Le 17 novembre, le gouvernement du Canada a lancé une consultation dans le cadre de l’examen de la Loi sur la concurrence (Loi) et a publié un document de travail présentant plusieurs propositions en vue de moderniser la Loi. Cet examen, qui est le premier examen complet de la Loi depuis 2007, fait suite à des examens semblables du droit de la concurrence menés aux États Unis, dans l’Union européenne, au Royaume-Uni et en Australie. Il fait également suite à l’annonce faite plus tôt cette année par le ministre de l’Innovation, des Sciences et de l’Industrie (ministre) de la volonté de procéder à un examen complet de la Loi et du cadre stratégique en matière de concurrence au Canada. Les premières modifications ciblées visant la Loi ont été adoptées en juin 2022, et ce n’était que le début1. Il est fort probable que cette consultation mène à d’importants changements touchant la Loi et son application.


Au moment de l’annonce de l’examen, le ministre a indiqué que le gouvernement envisageait de modifier considérablement le régime de la concurrence canadien et les grands thèmes de la consultation ont été dévoilés. La portée de l’examen englobe tant les dispositions substantives de la Loi que le rôle et les pouvoirs du Bureau de la concurrence (Bureau). Dans la première phase de la consultation, les parties sont invitées à transmettre leur rétroaction en réponse au document de travail d’ici le 27 février 20232. Par contre, la façon dont les choses se dérouleront par la suite est moins claire.  

Nous continuerons de suivre les prochaines étapes du processus de consultation et de surveiller le moment où les modifications à la Loi pourraient être déposées. En 2009 et en 2022, d’importantes modifications à la Loi ont été intégrées à la loi d’exécution du budget – une façon de faire qui suscite d’ordinaire beaucoup moins d’attention que des modifications législatives de fond pouvant toucher considérablement la façon dont les entreprises font des affaires au Canada. Les modifications éventuelles à la Loi mentionnées dans le document de travail pourraient avoir de larges ramifications pour l’économie canadienne. Conséquemment, les sociétés auraient tout intérêt à bien connaître les étapes et le moment de l’adoption de celles-ci.

Domaines d’examen proposés et modifications éventuelles 

Le document de travail décrit les changements de fond qui pourraient être apportés dans de nombreux domaines du droit canadien de la concurrence.

Examen des fusions

  • Réviser les règles entourant les préavis de fusion pour mieux déceler les fusions anticoncurrentielles.
  • Porter le délai de prescription visant la période d’examen pour les fusions ne devant pas faire l’objet d’un avis à trois ans ou création d’un lien entre ce délai et une déclaration volontaire pour les fusions qui ne répondent pas au seuil au-delà duquel le préavis de fusion est exigé.
  • Assouplir les conditions pour l’obtention de mesures provisoires lorsque le commissaire conteste une fusion et demande une injonction.
  • Restreindre l’application de la défense fondée sur les gains en efficience aux situations dans lesquelles la fusion ne causerait pas de préjudices aux consommateurs ou aux fournisseurs. 
  • Revoir les critères pour l’application de mesures correctives à l’égard de fusions, par exemple pour assurer une meilleure protection contre les préjudices concurrentiels potentiels ou mieux tenir compte des effets des fusions sur les marchés du travail. 

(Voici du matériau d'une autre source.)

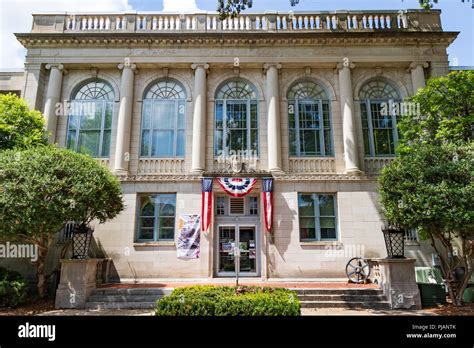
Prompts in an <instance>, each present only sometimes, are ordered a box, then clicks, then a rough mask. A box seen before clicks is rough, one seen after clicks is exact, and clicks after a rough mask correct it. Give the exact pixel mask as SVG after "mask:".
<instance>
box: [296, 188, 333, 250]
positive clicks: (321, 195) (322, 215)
mask: <svg viewBox="0 0 474 348" xmlns="http://www.w3.org/2000/svg"><path fill="white" fill-rule="evenodd" d="M298 212H299V223H300V240H301V241H302V242H312V241H326V240H328V241H331V240H337V219H336V196H335V195H333V194H318V193H299V194H298Z"/></svg>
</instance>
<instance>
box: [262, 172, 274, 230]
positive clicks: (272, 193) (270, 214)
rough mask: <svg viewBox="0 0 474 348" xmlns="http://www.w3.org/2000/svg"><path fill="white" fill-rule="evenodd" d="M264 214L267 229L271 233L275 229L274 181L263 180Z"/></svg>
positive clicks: (268, 180)
mask: <svg viewBox="0 0 474 348" xmlns="http://www.w3.org/2000/svg"><path fill="white" fill-rule="evenodd" d="M262 194H263V214H264V215H265V228H266V230H267V232H271V231H272V228H273V179H272V178H263V179H262Z"/></svg>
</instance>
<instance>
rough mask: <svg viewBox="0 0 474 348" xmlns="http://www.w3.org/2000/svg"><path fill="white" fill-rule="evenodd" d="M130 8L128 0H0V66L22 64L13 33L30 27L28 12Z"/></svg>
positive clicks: (102, 9) (16, 32)
mask: <svg viewBox="0 0 474 348" xmlns="http://www.w3.org/2000/svg"><path fill="white" fill-rule="evenodd" d="M175 2H177V1H175ZM131 9H132V7H131V5H129V3H128V0H0V18H1V22H0V69H4V68H17V69H18V68H23V64H24V56H25V49H24V48H23V47H22V46H21V45H20V43H19V42H18V41H17V39H16V37H15V36H14V35H13V33H27V32H29V31H30V30H31V23H32V16H31V14H32V13H35V12H61V11H62V12H64V11H68V12H80V11H86V12H99V11H125V10H131Z"/></svg>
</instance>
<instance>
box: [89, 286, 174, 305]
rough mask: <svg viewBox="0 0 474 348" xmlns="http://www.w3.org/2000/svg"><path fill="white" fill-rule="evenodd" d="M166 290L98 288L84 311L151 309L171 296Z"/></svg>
mask: <svg viewBox="0 0 474 348" xmlns="http://www.w3.org/2000/svg"><path fill="white" fill-rule="evenodd" d="M171 291H173V289H167V288H129V289H126V288H124V289H120V288H98V289H95V290H94V291H93V292H92V294H91V296H90V297H89V299H88V301H87V303H86V309H153V308H155V305H156V301H157V300H159V299H160V298H162V297H163V296H166V295H169V294H171Z"/></svg>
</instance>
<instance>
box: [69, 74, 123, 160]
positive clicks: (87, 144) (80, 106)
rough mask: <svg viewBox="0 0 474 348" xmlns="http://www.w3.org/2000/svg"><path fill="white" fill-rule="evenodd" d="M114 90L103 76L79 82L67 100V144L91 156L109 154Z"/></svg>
mask: <svg viewBox="0 0 474 348" xmlns="http://www.w3.org/2000/svg"><path fill="white" fill-rule="evenodd" d="M114 97H115V93H114V90H113V89H112V87H111V86H110V85H109V84H108V83H107V82H106V81H104V80H101V79H95V80H92V81H87V82H86V83H84V84H83V85H81V86H79V87H78V88H77V90H76V92H75V93H74V96H73V98H72V100H71V109H70V112H69V116H68V133H67V147H68V148H69V149H70V150H73V151H76V152H81V153H87V154H89V155H91V156H92V157H97V158H101V157H103V158H106V157H109V155H110V141H111V129H112V118H113V106H114Z"/></svg>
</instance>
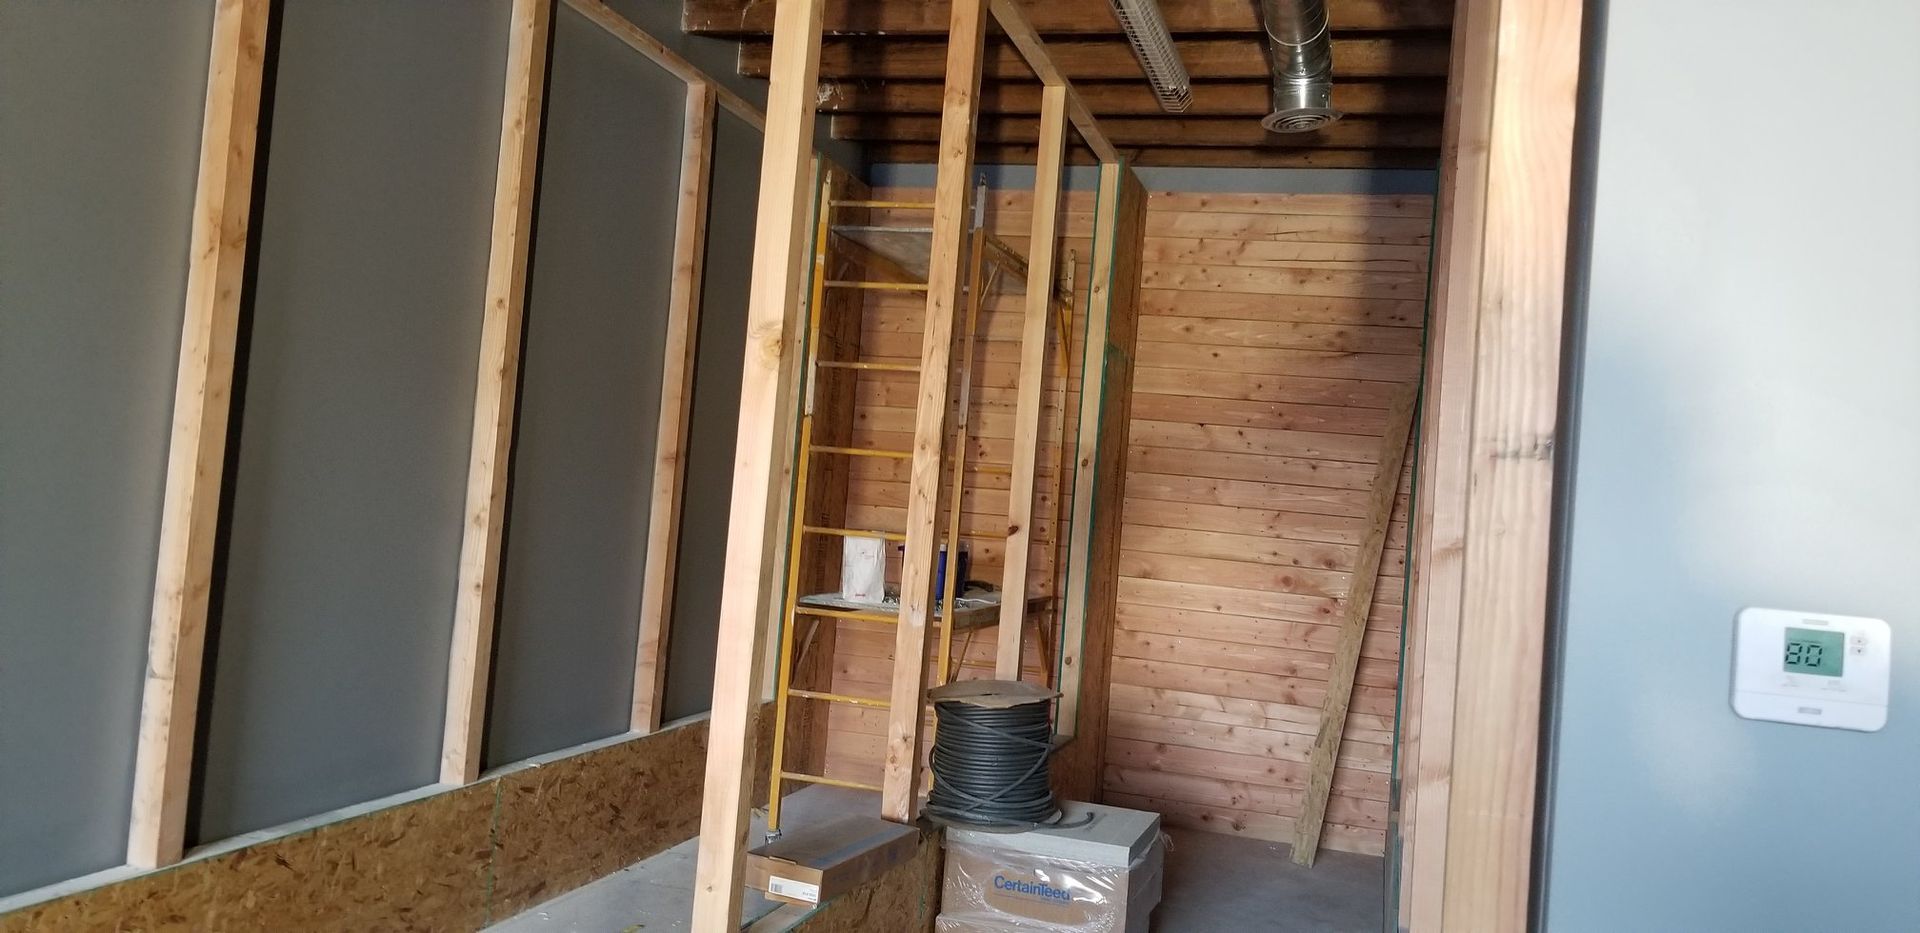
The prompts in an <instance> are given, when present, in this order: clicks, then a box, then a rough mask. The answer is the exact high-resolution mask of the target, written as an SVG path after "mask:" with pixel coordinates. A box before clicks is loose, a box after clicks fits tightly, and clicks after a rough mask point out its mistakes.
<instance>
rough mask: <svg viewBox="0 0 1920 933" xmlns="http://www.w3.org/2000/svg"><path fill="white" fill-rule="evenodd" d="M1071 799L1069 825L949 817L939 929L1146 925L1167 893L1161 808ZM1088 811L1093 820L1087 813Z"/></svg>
mask: <svg viewBox="0 0 1920 933" xmlns="http://www.w3.org/2000/svg"><path fill="white" fill-rule="evenodd" d="M1062 808H1064V810H1068V814H1069V816H1068V818H1066V820H1062V824H1064V825H1066V827H1064V829H1062V827H1044V829H1035V831H1027V833H987V831H979V829H956V827H948V831H947V872H945V881H943V891H941V916H939V918H937V921H935V931H937V933H1031V931H1041V929H1044V931H1058V933H1069V931H1071V933H1144V931H1146V925H1148V916H1150V914H1152V910H1154V906H1158V904H1160V893H1162V877H1164V860H1165V845H1164V843H1162V835H1160V814H1150V812H1140V810H1125V808H1119V806H1096V804H1064V806H1062ZM1089 814H1091V816H1092V820H1091V822H1083V820H1087V818H1089ZM1075 824H1079V825H1075ZM1075 856H1077V858H1075Z"/></svg>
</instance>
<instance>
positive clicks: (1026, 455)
mask: <svg viewBox="0 0 1920 933" xmlns="http://www.w3.org/2000/svg"><path fill="white" fill-rule="evenodd" d="M1066 108H1068V88H1066V86H1048V88H1046V106H1044V109H1046V113H1044V115H1043V117H1041V123H1044V129H1043V132H1041V136H1043V138H1044V140H1046V152H1043V154H1041V163H1039V171H1035V175H1033V228H1031V232H1029V234H1027V244H1029V251H1027V296H1025V321H1023V326H1021V332H1020V388H1018V392H1020V397H1018V401H1016V413H1014V478H1012V488H1010V491H1008V509H1006V566H1004V572H1002V578H1000V591H1002V593H1025V591H1027V551H1029V547H1031V545H1033V514H1035V513H1033V476H1035V470H1037V468H1039V463H1037V459H1039V453H1041V451H1039V445H1041V394H1043V390H1044V378H1046V332H1048V323H1050V321H1052V317H1054V255H1056V250H1058V227H1060V225H1058V219H1060V217H1058V203H1060V157H1062V156H1064V152H1066V115H1068V113H1066ZM1062 340H1066V334H1062ZM1025 614H1027V609H1025V605H1021V603H1020V601H1018V599H1006V601H1002V603H1000V634H998V645H1000V649H998V655H996V658H998V660H996V662H995V676H996V678H1000V680H1020V645H1021V628H1023V626H1025Z"/></svg>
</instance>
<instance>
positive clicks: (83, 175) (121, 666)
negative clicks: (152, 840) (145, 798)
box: [0, 0, 213, 897]
mask: <svg viewBox="0 0 1920 933" xmlns="http://www.w3.org/2000/svg"><path fill="white" fill-rule="evenodd" d="M211 21H213V17H211V6H209V4H205V2H204V0H169V2H156V4H140V6H127V4H117V2H60V4H17V2H8V4H0V88H4V90H0V897H4V895H10V893H15V891H23V889H29V887H38V885H44V883H52V881H58V879H65V877H75V875H83V873H88V872H96V870H102V868H109V866H115V864H121V860H123V858H125V854H127V804H129V795H131V793H132V747H134V726H136V722H138V716H140V672H142V668H144V664H146V632H148V618H150V610H152V601H154V559H156V541H157V536H159V503H161V486H163V480H161V474H163V472H165V461H167V424H169V419H171V415H173V371H175V363H177V355H179V346H180V307H182V298H184V294H186V234H188V227H190V223H192V205H194V171H196V165H198V159H200V104H202V98H204V96H205V75H207V35H209V29H211ZM129 154H138V157H127V156H129Z"/></svg>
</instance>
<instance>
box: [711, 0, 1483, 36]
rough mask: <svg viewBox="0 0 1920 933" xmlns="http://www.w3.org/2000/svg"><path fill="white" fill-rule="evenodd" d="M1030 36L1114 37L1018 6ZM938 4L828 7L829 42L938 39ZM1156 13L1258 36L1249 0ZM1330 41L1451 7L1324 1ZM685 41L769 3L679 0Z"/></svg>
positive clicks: (1177, 34) (828, 30)
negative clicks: (1332, 39)
mask: <svg viewBox="0 0 1920 933" xmlns="http://www.w3.org/2000/svg"><path fill="white" fill-rule="evenodd" d="M1018 4H1020V6H1021V8H1023V10H1025V13H1027V21H1031V23H1033V29H1035V31H1039V33H1041V35H1048V36H1071V35H1100V33H1112V35H1117V33H1119V23H1117V21H1116V19H1114V8H1112V4H1110V0H1018ZM948 10H950V8H948V4H947V2H945V0H914V2H883V0H828V4H826V21H824V25H826V33H828V35H891V36H945V35H947V17H948ZM1162 13H1164V15H1165V19H1167V29H1169V31H1171V33H1173V35H1192V33H1260V19H1258V13H1256V10H1254V0H1165V2H1164V4H1162ZM1327 13H1329V19H1331V21H1332V29H1334V33H1344V31H1367V33H1394V31H1421V29H1434V31H1446V29H1448V27H1452V23H1453V2H1452V0H1329V2H1327ZM682 25H684V27H685V31H687V33H695V35H708V36H730V38H749V36H764V35H770V33H772V31H774V0H685V15H684V23H682Z"/></svg>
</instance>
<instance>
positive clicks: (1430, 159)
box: [866, 142, 1440, 169]
mask: <svg viewBox="0 0 1920 933" xmlns="http://www.w3.org/2000/svg"><path fill="white" fill-rule="evenodd" d="M866 156H868V157H870V159H872V161H876V163H881V161H906V163H931V161H937V159H939V146H935V144H931V142H874V144H868V146H866ZM1037 156H1039V150H1037V148H1035V146H979V148H977V150H975V163H979V165H1033V163H1035V159H1037ZM1121 156H1125V157H1127V159H1129V165H1231V167H1246V169H1432V167H1434V165H1438V161H1440V154H1438V152H1434V150H1275V148H1236V150H1235V148H1188V146H1154V148H1125V150H1121ZM1066 161H1068V163H1071V165H1089V163H1096V161H1098V159H1094V157H1092V156H1091V154H1087V152H1085V150H1069V152H1068V157H1066Z"/></svg>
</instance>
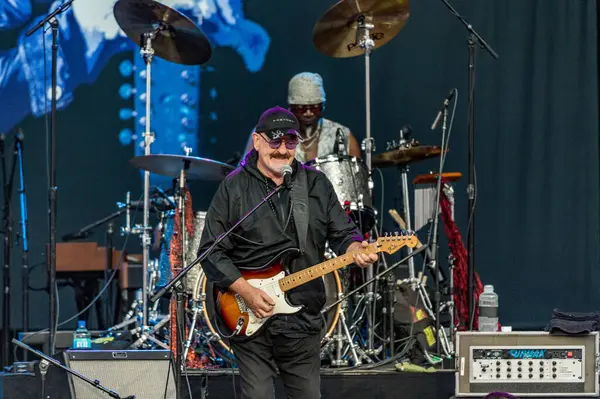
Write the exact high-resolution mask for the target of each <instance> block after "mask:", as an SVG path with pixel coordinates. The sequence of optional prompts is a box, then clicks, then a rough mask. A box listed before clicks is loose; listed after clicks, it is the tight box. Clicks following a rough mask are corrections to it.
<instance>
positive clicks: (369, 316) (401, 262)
mask: <svg viewBox="0 0 600 399" xmlns="http://www.w3.org/2000/svg"><path fill="white" fill-rule="evenodd" d="M426 248H427V247H425V246H422V247H421V248H418V249H416V250H414V251H413V252H412V253H411V254H409V255H407V256H406V257H405V258H403V259H401V260H400V261H398V262H396V263H395V264H393V265H391V266H388V267H386V268H385V269H384V270H383V271H381V272H379V273H377V274H376V275H375V276H373V277H372V278H371V279H370V280H367V281H364V282H363V283H362V284H360V285H359V286H358V287H355V288H354V289H353V290H351V291H349V292H347V293H345V294H344V295H341V296H340V297H339V298H338V300H337V301H335V302H333V303H331V304H329V305H327V306H325V307H324V308H323V309H322V310H321V313H324V312H327V311H329V309H331V308H332V307H333V306H336V305H337V304H339V303H341V302H342V301H344V300H346V299H347V298H351V297H353V296H354V295H355V294H357V293H358V292H360V291H361V290H362V289H364V288H365V287H367V286H368V285H370V284H372V283H373V282H374V281H376V280H380V279H381V278H383V277H384V276H386V275H387V274H388V273H390V272H392V271H393V270H395V269H397V268H398V267H399V266H400V265H402V264H403V263H405V262H407V261H408V259H410V258H411V257H414V256H416V255H417V254H419V253H421V252H423V251H425V249H426ZM414 280H416V279H407V281H408V282H410V283H411V284H413V285H415V286H417V285H419V284H418V283H419V282H418V281H414ZM425 295H426V293H425ZM368 297H369V295H365V296H363V298H361V299H360V301H363V300H364V302H366V301H368V300H369V298H368ZM373 297H374V295H371V298H373ZM359 306H360V304H359ZM363 306H364V308H363V312H364V311H366V314H367V322H368V323H370V324H373V323H372V321H374V319H372V318H371V317H370V316H369V313H368V312H369V310H370V309H371V307H370V306H369V305H368V304H365V305H363ZM361 318H362V317H361ZM357 325H358V324H357V322H355V323H354V324H353V325H352V327H351V328H350V330H352V329H354V328H356V327H357ZM369 328H372V326H369ZM373 333H374V331H371V332H369V335H374V334H373ZM369 338H370V336H369V337H367V339H369ZM390 339H393V336H392V337H390ZM369 345H371V346H369V347H367V349H366V350H364V351H363V350H362V349H360V348H357V354H358V355H359V356H362V354H364V355H365V356H364V357H363V358H368V360H367V362H368V363H371V362H372V360H371V359H370V357H369V356H374V355H378V354H379V353H380V352H381V350H382V349H383V347H382V346H381V347H379V348H377V349H375V348H373V347H372V345H373V344H372V343H371V344H369Z"/></svg>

Abus de position dominante

  • Inclure les comportements dominants de facto dans la définition des notions de domination ou de domination conjointe pour englober les agissements d’entreprises qui ne sont pas individuellement en position évidente de domination, mais qui exercent ensemble une influence anticoncurrentielle sensible sur le marché.
  • Adopter des présomptions ou des règles très claires à l’égard des entreprises ou des plateformes dominantes en ce qui concerne leurs comportements ou acquisitions afin d’harmoniser davantage le droit de la concurrence au Canada avec celui d’autres territoires tout en évitant des mesures d’application excessives.
  • Simplifier le critère pour déterminer s’il convient d’utiliser une ordonnance corrective, par exemple se pencher sur la pertinence de l’intention ou des effets concurrentiels comme c’est actuellement le cas. 
  • Regrouper les dispositions relatives aux comportements unilatéraux en une seule disposition traitant de l’abus de position dominante ou de pouvoir sur le marché ou réorienter les dispositions relatives aux comportements unilatéraux autres que l’abus de position dominante pour servir d’autres objectifs de la Loi, comme l’équité sur le marché.

Collaborations entre concurrents

  • Établir un mécanisme de déclaration obligatoire ou un processus d’autorisation volontaire pour les types d’accords qui pourraient poser problème. 
  • Réintroduire la collusion entre acheteurs (au-delà de la seule coordination concernant la main-d’œuvre) dans la disposition de la Loi sur le complot criminel, ou envisager un régime civil per se pour ce comportement (c. à d. sans exigence que le comportement nuise à la concurrence).
  • Permettre l’examen des collaborations qui nuisent à la concurrence en vertu des dispositions civiles, même si elles n’interviennent pas entre des concurrents directs.
  • Élargir les dispositions civiles sur la collaboration entre concurrents pour décourager les formes intentionnelles de comportements anticoncurrentiels en instaurant des sanctions pécuniaires et en prévoyant l’examen de la conduite passée. 
  • Compte tenu de la difficulté d’appliquer des concepts comme « accord » et « intention » à des procédés liés à l’IA, déduire la présence d’accords plus facilement pour les comportements relevant de la justice civile, par exemple dans le cas des comportements produits par des algorithmes.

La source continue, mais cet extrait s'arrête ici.